The Emergency Department had long waits, physician complaints related to referrals and bad consultations, and bad outcomes. Ambulance traffic was rerouted in excess of predicted standards, sending potential paying patients to other facilities. In addition, delayed admissions decisions, delayed admissions and documentation problems led to decrease reimbursement. A review of patient care logs revealed that LWOT cases were excessive and COBRA violations were frequent.

bullet

A gross disproportion between primary care and specialist physicians had led to decreased referrals, inter-practice cannibalization of patients and reduced inpatient activities.
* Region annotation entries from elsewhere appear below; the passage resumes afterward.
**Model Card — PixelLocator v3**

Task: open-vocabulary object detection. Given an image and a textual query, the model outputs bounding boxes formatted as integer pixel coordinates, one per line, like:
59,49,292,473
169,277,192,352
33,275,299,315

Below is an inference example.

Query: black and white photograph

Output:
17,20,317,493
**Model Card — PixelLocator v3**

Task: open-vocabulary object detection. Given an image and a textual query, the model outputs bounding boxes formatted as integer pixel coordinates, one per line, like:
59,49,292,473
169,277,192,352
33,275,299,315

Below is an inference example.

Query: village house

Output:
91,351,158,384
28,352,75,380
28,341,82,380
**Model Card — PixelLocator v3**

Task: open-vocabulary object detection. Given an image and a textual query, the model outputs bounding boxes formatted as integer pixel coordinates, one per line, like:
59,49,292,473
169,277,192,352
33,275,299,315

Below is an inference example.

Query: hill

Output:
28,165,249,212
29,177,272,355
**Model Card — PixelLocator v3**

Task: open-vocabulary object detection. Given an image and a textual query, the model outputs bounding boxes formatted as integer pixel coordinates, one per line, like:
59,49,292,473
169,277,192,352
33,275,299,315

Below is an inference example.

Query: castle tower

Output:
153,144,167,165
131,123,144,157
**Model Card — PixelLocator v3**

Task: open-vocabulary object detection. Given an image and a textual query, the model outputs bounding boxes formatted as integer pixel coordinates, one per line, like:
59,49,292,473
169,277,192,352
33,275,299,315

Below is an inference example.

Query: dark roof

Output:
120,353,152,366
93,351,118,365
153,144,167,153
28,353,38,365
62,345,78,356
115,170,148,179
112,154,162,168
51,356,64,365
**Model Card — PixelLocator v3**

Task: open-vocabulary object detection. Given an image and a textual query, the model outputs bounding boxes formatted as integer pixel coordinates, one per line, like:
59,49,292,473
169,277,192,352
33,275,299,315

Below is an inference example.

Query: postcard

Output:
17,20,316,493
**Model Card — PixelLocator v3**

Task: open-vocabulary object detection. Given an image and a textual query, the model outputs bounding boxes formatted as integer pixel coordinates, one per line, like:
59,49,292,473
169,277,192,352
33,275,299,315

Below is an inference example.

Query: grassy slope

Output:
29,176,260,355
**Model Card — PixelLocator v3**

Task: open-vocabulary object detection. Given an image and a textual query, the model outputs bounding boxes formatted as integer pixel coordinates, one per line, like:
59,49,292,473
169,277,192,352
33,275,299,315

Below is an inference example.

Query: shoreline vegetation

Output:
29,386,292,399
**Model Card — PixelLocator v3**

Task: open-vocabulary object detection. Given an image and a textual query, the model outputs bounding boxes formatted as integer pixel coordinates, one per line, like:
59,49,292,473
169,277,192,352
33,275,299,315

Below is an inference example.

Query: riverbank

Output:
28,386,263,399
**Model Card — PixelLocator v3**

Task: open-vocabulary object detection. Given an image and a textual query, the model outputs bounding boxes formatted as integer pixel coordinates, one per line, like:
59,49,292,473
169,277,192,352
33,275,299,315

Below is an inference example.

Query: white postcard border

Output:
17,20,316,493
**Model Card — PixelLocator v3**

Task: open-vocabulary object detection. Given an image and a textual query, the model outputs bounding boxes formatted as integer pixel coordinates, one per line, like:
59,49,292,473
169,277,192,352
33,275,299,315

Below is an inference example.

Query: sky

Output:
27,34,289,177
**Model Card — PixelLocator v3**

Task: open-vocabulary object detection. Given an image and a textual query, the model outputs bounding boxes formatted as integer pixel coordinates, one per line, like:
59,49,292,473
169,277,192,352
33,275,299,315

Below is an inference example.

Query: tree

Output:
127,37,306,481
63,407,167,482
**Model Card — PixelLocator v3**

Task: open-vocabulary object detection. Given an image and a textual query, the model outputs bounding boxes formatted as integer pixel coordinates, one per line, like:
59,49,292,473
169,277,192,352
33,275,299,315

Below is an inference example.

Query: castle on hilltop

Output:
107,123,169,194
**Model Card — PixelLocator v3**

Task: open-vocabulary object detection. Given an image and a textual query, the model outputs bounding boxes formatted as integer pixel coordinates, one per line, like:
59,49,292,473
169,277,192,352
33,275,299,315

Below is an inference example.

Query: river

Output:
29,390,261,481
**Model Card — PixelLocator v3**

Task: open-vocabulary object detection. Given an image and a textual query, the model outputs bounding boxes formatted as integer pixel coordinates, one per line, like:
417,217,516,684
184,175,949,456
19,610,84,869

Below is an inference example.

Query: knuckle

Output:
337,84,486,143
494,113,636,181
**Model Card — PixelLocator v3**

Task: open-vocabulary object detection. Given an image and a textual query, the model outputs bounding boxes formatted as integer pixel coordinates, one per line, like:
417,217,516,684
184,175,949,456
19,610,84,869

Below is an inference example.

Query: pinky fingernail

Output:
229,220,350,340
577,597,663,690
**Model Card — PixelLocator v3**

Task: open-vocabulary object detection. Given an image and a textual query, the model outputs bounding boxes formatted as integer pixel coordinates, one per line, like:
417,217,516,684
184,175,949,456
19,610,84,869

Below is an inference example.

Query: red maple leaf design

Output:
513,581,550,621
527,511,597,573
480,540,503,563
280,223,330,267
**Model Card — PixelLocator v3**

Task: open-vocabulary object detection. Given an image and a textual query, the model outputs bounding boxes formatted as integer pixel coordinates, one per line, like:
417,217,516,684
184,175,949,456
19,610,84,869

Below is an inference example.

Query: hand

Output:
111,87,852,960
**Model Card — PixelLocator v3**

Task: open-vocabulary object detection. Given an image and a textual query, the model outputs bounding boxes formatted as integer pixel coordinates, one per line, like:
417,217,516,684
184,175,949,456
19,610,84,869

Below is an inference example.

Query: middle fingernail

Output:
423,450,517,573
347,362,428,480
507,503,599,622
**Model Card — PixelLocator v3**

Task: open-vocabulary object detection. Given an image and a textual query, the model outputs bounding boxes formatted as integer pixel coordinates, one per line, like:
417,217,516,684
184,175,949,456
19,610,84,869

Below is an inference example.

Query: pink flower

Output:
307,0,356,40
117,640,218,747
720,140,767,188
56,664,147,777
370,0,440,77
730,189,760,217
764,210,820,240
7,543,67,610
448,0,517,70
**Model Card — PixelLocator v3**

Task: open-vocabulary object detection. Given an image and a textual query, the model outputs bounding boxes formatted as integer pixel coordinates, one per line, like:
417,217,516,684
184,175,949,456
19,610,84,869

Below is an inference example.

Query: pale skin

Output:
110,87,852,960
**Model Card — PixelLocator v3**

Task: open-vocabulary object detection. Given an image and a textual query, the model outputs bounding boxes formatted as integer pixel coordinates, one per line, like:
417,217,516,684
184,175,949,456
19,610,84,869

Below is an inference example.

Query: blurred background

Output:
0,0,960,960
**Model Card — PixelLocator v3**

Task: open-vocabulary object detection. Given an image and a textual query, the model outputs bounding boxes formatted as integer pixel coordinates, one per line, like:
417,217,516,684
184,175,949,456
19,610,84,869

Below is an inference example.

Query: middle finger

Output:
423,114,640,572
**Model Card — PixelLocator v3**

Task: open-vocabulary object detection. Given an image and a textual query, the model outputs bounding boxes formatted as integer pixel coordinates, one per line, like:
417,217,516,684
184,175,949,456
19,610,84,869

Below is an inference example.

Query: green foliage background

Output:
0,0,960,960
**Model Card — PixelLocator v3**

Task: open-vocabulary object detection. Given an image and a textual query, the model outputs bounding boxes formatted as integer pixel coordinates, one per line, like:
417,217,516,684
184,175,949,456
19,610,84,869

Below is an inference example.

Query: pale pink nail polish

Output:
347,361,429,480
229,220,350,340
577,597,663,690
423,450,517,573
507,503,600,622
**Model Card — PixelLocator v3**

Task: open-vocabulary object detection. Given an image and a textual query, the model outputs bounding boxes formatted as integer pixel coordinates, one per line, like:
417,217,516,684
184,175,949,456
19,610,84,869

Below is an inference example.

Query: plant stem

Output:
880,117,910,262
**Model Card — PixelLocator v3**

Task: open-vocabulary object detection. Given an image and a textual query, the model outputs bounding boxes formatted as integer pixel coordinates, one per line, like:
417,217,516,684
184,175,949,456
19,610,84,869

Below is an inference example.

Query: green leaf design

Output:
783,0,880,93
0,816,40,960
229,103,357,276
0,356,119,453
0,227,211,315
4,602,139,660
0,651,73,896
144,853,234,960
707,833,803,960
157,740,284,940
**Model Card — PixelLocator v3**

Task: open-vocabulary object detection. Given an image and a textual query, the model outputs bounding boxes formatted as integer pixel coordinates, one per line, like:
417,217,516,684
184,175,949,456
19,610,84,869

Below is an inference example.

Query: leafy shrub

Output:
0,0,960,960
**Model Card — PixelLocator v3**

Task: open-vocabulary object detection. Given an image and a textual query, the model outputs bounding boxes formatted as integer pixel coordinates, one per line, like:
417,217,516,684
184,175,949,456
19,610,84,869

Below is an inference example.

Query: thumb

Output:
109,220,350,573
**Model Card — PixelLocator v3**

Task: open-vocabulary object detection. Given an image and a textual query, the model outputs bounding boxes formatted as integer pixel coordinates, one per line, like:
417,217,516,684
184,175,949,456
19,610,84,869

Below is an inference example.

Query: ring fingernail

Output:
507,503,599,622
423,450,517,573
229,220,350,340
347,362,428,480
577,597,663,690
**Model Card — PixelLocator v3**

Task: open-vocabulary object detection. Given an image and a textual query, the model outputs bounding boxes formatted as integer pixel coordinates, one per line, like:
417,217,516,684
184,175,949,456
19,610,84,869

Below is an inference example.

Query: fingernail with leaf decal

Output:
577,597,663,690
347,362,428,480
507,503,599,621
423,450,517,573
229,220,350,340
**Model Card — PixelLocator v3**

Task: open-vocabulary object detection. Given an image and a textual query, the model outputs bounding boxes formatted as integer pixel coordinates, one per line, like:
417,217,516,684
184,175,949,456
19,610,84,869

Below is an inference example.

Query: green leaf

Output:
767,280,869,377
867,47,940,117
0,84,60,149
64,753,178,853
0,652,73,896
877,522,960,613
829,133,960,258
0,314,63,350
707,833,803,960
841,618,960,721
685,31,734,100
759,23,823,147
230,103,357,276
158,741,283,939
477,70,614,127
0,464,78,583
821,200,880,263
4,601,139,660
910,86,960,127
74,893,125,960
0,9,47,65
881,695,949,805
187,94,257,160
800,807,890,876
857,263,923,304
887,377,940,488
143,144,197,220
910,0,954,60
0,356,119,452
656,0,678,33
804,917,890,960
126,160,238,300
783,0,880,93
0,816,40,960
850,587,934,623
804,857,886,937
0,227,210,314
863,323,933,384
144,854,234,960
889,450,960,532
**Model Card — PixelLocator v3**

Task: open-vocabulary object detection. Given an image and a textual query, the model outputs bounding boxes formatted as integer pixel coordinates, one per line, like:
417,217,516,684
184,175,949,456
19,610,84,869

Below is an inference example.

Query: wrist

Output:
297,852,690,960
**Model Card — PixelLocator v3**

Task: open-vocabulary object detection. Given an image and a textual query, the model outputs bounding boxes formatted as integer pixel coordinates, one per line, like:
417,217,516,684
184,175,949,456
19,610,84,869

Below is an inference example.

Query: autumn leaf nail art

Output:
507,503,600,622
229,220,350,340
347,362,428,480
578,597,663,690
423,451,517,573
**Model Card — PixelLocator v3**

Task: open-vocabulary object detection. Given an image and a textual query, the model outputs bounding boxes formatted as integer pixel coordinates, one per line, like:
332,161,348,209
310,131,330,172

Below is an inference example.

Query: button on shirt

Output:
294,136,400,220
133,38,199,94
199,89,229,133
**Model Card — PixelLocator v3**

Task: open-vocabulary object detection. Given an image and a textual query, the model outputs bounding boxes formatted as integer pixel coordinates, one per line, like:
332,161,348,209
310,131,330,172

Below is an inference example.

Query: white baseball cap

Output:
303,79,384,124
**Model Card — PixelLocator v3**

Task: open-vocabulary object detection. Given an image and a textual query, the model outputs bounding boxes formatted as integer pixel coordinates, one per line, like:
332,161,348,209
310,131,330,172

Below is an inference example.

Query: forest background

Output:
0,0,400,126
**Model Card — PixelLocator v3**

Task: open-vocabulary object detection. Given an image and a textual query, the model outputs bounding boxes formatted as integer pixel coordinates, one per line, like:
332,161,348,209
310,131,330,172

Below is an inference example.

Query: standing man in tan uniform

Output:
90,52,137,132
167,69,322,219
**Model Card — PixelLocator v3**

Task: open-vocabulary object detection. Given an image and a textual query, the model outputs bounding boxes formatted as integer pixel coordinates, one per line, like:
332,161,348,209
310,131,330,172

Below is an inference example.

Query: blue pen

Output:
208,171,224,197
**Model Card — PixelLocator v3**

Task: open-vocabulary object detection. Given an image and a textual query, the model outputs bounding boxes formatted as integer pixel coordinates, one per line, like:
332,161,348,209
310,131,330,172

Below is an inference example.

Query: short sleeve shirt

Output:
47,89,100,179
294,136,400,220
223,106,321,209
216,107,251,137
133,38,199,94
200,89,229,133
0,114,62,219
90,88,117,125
The hospital board was convinced that an interim CMO would best facilitate the changes that were needed to correct the medical staff problems, which would then allow recruitment of a better permanent CMO. The corrections that were instituted, resulted in a massive turn around in clinical operations and contributed significantly to the bottom line.

bullet

In conjunction with a self administered reduction and repopulation of the hospital board, strict guidelines against interference in clinical operations were established. For instance, an Equipment Review Board process was established to insure that the medical staff set purchase priorities via consensus, eliminating "squeaky wheel" behavior by individual physicians and inappropriate board member intercessions.

bullet

Replacement of the Chiefs of Emergency Services and Psychiatry headlined the restructure of clinical leadership where the chiefs were required to report to the CMO. New job descriptions, with performance standards tied to reimbursement, insured that clinical efficiencies, clinical paths, budget guidelines and quality assurance activities assumed primary importance to each of the chiefs.

bullet

Zero sum budgets within the physician practices insured that each practice would have to break even to exist and performance bonus amounts were uncapped. The physicians were placed within a "modified residency" practice environment where a professional administrator managed supportive functions en masse.

bullet

A new Department of Family Practice was established, given its own admitting wards, and physician privileges were developed that allowed the family practitioners expanded procedural latitude while retaining specialty department jurisdictions.

bullet

The relationship between the Chief of Staff and the CMO was refined to increase synergy and decrease conflict. Together they revitalized medical staff peer activity to insure efficient completion of medical records, utilization standards and discipline of unacceptable physician behavior. In the process, several physicians who were unwilling to practices within the set standards were released from the staff.

bullet

A permanent CMO was recruited, oriented and installed after a national search. A two month mentoring period eased the transition.

Within a year, the hospital experienced a nearly $13 million turn at the bottom line, due in large degree to changes in the medical staff; Revised organization, discipline, economy and alignment of incentives made fundamental changes in the structure of hospital operations.